Reuse, don’t rebuild. The agent tier already exists for self-heal; this run is a thin new body over the same primitives.

flowchart LR
  WH[webhook / dispatch] --> CO[checkout head in agent sandbox]
  CO --> AG["agent-start: opencode / claude-code / flare-agent --review"]
  AG --> RES[read agent-result.json: review/v1 findings]
  RES --> POST[post review via github.pullReview + check annotations]
  • Image / tier. sandboxImage: "agent" — the WITH_AGENT variant of infra/Dockerfile.sandbox that already bakes the agent CLIs onto PATH. No new image.
  • Checkout. workspace({ repo, sha, install }) exactly like self-heal-pr — a real working tree. install only if the chosen agent runs tooling.
  • Model access — credential-free. The agent reaches the model only through the Worker model-proxy with a per-execution capability token the Worker injects (FLARE_MODEL_PROXY / FLARE_AGENT_TOKEN); it holds no model key and no GitHub App key. Identical to self-heal §6.3.
  • Egress. The mandatory agent-tier allowlist (model-proxy + git remote only) applies unchanged — untrusted agent code cannot exfiltrate.
  • Agent invocation. sandbox.runDetached + waitForExit (a 10–20-min indivisible loop must not replay on Worker eviction — self-heal §11). Command is the agent/v1 adapter in review mode, e.g. opencode review --base <sha> --out review-result.json (the adapter normalizes opencode / Claude Code / flare-agent behind one contract).
  • Output — review/v1. The agent writes findings (file, line, severity, rationale) the run decodes with the existing ReviewOutputSchema and posts via the same github.pullReview + check-run annotation path pr-review uses. The surface stays identical; only the producer moved from a Worker model call to a sandboxed agent.
  • Backend reuse. The model the agent talks to is still resolved by resolveBackend under an agentic-review.* namespace — same workers-ai | anthropic | bedrock routes. The agent runtime (which CLI) is a separate axis, selected by agentic-review.agentopencode | claude-code | flare-agent.

4. Open questions

  1. Verification scope. Should the agent be allowed to run tests during review, or read-only (no execution) for V0? Running tests grounds findings but costs minutes and needs install. Lean: read-only V0, tests behind a flag.
  2. Trajectory determinism. An agent’s findings vary run-to-run more than a single structured call. Do we pin temperature/seed, or accept variance as the cost of depth?
  3. Agent runtime default. Same open question as self-heal §13 — opencode vs claude-code vs a thin Effect CLI. The agent/v1 (here, review/v1) contract keeps it swappable; V0 needs one default.
  4. Cost guardrail. A per-review token + wall-clock budget (self-heal already has token-budget / max-iterations); reviews should inherit the same caps.

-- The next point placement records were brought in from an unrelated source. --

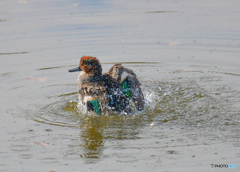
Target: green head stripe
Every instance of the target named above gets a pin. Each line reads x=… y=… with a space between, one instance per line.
x=96 y=106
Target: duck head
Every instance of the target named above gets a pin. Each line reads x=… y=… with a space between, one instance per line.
x=89 y=65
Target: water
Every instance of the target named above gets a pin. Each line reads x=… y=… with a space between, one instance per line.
x=184 y=53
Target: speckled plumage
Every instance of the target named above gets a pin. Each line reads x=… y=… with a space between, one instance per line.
x=106 y=88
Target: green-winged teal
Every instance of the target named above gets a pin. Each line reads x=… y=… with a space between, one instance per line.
x=112 y=91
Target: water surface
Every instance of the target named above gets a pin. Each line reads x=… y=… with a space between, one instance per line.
x=184 y=53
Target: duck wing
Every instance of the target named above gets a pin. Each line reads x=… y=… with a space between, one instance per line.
x=129 y=84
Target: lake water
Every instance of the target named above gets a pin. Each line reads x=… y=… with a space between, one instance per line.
x=185 y=53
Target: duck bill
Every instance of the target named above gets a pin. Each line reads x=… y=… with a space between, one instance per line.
x=75 y=69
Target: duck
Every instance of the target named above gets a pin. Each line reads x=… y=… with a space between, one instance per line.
x=108 y=92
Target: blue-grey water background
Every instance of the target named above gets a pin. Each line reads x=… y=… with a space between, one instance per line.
x=185 y=53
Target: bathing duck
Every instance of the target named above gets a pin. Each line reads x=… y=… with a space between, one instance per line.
x=112 y=91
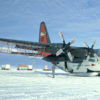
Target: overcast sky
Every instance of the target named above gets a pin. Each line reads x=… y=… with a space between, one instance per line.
x=20 y=19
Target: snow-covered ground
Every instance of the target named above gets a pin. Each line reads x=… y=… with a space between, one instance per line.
x=39 y=85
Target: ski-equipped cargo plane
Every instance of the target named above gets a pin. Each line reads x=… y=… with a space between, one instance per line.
x=82 y=61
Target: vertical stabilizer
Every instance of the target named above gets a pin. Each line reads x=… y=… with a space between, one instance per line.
x=44 y=36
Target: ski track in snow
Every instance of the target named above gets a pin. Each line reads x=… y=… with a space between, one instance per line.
x=39 y=85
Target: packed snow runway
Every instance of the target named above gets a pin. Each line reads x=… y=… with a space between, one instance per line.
x=39 y=85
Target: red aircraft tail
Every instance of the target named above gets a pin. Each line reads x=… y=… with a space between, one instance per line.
x=44 y=37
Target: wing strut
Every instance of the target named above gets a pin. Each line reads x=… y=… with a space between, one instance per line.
x=53 y=70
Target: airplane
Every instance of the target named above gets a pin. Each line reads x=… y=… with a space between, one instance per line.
x=79 y=61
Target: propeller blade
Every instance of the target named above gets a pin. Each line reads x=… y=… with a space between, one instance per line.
x=88 y=57
x=59 y=52
x=96 y=56
x=70 y=56
x=93 y=43
x=85 y=44
x=61 y=35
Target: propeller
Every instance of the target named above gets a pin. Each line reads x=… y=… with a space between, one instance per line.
x=65 y=48
x=90 y=50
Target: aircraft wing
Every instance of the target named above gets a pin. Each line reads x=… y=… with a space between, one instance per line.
x=44 y=47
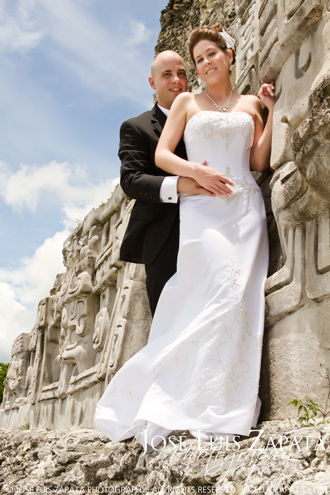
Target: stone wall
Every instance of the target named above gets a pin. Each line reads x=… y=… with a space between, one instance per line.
x=96 y=317
x=97 y=314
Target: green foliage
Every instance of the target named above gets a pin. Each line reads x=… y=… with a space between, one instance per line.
x=3 y=373
x=312 y=413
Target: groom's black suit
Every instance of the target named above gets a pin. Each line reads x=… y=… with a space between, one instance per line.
x=152 y=235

5. Relationship to existing specs

  • Builds directly on 08-self-healing — same tier, image, proxy, egress, and agent/v1 adapter taste.
  • Complements 02-runs §12 pr-review — does not replace it. pr-review stays the default; this is the escalation path.
  • Inherits the 07-trust-model boundary: untrusted agent-authored actions run only in the credential-free sandbox.